Water treatment plants “have been underserved by digital technologies and have a tremendous opportunity to reduce their operational costs and risk, and just run better, by using data,” says Devesh Bharadwaj, CEO of Pani Energy.
A native of New Delhi, Bharadwaj started Pani in 2017 just before graduating with a mechanical-engineering degree from the University of Victoria. He wanted to focus on one of humanity’s greatest challenges and seized on the idea that optimizing water-treatment plants helps tackle two related problems: reducing costs to make treatment more available, and cutting the GHGs associated with water treatment.
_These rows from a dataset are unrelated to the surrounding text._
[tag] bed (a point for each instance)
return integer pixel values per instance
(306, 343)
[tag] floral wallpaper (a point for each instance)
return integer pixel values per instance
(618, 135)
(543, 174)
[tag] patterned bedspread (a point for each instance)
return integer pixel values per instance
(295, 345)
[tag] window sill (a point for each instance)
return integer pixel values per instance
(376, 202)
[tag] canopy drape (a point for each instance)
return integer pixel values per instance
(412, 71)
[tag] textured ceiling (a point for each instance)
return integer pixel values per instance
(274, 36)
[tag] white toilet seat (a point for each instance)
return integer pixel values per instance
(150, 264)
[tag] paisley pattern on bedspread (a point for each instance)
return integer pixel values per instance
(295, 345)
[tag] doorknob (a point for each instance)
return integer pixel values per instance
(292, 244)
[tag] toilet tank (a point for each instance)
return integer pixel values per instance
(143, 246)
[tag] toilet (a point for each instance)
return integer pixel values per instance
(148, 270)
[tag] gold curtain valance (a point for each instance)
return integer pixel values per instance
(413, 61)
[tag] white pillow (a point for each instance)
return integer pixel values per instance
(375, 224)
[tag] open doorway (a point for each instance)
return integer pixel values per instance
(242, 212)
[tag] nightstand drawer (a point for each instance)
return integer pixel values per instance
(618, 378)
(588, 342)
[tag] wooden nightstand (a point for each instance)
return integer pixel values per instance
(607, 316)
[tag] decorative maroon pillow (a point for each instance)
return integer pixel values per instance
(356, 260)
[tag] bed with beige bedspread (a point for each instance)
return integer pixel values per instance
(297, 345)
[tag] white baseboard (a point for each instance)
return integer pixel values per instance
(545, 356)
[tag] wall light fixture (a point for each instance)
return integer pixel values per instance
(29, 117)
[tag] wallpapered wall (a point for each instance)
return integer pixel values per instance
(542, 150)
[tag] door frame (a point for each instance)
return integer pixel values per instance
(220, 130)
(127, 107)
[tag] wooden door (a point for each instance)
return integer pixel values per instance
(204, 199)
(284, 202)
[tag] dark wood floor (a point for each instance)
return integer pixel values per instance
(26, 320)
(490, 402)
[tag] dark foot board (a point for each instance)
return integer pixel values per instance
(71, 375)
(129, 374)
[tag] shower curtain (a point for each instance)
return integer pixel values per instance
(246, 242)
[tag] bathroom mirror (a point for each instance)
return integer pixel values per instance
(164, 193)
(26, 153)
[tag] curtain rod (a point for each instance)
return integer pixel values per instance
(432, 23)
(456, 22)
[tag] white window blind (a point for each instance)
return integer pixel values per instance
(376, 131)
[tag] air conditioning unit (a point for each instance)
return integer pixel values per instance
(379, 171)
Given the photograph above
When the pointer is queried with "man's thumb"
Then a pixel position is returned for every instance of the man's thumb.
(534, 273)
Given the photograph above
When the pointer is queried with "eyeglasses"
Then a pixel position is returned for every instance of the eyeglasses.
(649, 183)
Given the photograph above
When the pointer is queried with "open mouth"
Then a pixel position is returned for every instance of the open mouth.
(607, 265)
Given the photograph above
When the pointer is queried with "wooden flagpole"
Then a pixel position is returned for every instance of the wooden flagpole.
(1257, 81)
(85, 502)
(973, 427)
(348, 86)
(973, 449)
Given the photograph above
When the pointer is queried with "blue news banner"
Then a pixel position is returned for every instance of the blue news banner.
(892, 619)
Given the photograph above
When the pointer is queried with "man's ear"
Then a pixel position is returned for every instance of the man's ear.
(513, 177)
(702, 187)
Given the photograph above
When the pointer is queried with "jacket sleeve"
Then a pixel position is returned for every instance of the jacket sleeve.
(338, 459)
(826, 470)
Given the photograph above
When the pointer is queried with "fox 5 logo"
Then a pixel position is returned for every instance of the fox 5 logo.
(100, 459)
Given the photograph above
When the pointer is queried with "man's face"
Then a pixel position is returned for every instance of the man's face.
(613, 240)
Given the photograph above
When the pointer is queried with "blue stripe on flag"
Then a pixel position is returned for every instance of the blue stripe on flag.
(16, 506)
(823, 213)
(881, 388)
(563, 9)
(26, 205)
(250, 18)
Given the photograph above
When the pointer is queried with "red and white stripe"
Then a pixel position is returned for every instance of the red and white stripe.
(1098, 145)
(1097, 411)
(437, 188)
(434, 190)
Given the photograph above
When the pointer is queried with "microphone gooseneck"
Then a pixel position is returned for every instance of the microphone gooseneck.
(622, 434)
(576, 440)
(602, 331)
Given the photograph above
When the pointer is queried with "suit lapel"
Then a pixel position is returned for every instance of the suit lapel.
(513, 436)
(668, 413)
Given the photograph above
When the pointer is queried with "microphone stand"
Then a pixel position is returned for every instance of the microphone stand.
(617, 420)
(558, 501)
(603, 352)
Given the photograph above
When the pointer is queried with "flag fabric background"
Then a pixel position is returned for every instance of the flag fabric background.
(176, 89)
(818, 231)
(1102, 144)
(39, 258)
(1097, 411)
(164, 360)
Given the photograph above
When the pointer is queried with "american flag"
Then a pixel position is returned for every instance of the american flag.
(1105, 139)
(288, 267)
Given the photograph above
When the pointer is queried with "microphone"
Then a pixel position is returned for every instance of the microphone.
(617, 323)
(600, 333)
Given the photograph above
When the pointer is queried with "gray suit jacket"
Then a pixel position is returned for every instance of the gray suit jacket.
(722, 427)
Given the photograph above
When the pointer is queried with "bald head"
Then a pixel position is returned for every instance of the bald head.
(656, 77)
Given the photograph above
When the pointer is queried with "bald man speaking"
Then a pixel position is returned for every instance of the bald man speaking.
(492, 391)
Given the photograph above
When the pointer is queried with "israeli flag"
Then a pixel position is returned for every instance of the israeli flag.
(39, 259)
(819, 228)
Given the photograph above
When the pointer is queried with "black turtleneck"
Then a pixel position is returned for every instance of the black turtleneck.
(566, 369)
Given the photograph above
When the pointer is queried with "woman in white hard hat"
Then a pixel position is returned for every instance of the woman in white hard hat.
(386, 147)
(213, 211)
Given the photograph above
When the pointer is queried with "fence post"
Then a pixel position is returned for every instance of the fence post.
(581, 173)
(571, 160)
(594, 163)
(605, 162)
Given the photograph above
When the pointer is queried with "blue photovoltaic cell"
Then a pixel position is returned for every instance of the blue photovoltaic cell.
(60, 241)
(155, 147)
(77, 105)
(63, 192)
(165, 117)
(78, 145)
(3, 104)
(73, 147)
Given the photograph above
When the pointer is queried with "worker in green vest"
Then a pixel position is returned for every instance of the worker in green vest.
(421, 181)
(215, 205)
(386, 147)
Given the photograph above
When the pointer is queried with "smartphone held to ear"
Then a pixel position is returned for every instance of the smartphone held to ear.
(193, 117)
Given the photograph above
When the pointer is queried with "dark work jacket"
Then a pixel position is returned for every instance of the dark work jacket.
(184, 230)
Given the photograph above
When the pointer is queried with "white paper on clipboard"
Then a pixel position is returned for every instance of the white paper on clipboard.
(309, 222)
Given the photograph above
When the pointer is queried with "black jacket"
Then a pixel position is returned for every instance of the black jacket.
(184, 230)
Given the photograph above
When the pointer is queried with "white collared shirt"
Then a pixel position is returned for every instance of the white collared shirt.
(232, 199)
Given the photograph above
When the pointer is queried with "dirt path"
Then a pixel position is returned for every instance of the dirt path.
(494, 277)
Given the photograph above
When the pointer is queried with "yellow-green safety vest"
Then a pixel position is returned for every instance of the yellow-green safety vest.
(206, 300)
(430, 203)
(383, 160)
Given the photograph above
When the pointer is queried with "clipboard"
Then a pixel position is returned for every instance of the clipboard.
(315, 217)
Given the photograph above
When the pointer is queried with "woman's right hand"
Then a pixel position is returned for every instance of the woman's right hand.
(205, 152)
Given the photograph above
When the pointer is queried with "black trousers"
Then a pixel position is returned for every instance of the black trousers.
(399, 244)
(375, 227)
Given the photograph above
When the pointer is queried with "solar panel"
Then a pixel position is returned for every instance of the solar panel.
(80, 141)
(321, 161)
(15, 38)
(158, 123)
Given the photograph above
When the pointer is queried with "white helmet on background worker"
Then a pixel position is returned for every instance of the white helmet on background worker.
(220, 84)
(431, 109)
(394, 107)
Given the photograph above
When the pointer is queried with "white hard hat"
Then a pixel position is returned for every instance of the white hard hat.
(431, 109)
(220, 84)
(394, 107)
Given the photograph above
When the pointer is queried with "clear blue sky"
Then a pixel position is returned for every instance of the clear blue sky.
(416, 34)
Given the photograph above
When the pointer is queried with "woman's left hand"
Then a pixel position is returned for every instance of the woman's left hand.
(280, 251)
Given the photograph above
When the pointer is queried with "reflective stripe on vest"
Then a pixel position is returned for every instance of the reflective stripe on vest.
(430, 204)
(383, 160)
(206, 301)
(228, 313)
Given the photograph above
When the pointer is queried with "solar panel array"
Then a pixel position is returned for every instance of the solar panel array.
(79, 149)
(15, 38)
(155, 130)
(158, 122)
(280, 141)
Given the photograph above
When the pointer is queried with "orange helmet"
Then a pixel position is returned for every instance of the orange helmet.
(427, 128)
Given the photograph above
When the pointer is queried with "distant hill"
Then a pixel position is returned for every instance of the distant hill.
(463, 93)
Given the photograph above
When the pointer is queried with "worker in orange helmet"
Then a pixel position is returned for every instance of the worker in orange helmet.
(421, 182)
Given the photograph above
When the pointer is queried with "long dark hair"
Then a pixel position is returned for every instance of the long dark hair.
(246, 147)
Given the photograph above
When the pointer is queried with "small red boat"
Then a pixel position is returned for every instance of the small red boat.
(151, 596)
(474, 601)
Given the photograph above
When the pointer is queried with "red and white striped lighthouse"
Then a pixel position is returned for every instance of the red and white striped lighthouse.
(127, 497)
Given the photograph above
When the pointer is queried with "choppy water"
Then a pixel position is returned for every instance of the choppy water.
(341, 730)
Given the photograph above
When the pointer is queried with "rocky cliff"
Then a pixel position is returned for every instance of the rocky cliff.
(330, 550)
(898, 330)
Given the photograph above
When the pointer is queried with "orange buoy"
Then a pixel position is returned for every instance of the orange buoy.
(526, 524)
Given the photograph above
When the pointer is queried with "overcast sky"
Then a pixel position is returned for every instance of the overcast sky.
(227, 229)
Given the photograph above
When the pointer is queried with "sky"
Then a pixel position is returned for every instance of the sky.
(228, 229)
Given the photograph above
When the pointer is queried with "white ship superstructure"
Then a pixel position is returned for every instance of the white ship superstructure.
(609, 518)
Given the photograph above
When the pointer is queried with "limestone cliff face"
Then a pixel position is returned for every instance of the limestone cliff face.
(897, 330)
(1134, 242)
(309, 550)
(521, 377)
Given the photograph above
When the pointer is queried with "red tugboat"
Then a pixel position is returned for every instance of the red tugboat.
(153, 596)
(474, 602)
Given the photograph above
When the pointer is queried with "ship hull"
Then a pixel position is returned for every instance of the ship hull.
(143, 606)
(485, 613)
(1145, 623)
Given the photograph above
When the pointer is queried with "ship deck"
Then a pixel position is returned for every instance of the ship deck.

While Sentry and Mantech provide the sensors to assess water quality, Pani Energy offers a cloud-based software program that uses artificial intelligence to analyze how a water treatment plant’s performance compares with its ideal operations. The Victoria-based startup is partnering with industry giants, including India’s Tata Projects, Saudi Arabia’s Abunayyan Holdings, and U.S.-based Aquatech International to incorporate its software and dashboard-display technology in new control systems.
Pani’s system offers twin benefits: reducing operating costs between five percent and 20 percent, and ensuring better compliance with increasingly stringent regulations aimed at reducing water pollution.
Last year, Pani secured $2.8 million in financing from Sustainable Development Technology Canada to accelerate the development of its award-winning plant-optimization technology. Bharadwaj is looking to scale his company so it could be used in a variety of applications, including traditional wastewater treatment, desalinization, and plants that render wastewater back into drinking water.
While countries like Saudi Arabia are turning to desalinization to secure new sources of drinking water, there is tremendous growth possible for technology that lets municipalities reuse wastewater, Bharadwaj says. Cities such as Los Angeles and Singapore are adopting reuse technology, which requires a fraction of the energy used in the desalinization of seawater.
Tech startups often face a challenge in persuading water-plant operators to adopt new technology, even if it offers demonstrably better performance and lower costs. That’s due in part because many water operations are highly regulated and often government owned. Cost containment is not a primary motivator, says Ronald Hoffman, an engineering professor at the University of Toronto.
“The primary mission for people who give us safe water is to protect health — human and environmental,” says Hofmann. “So, if someone comes along with a new technology, and if the current technology is already meeting all regulations, it’s hard to justify taking a chance on something new.”
However, climate change may soon change that, he says. Growing water shortages and increasingly heavy rainstorms will require the water treatment industry to deal with challenges they have yet had to face. As Hofmann says, we may soon see “absolute water scarcity on a scale that we haven’t seen before, and that might flip things on their head.”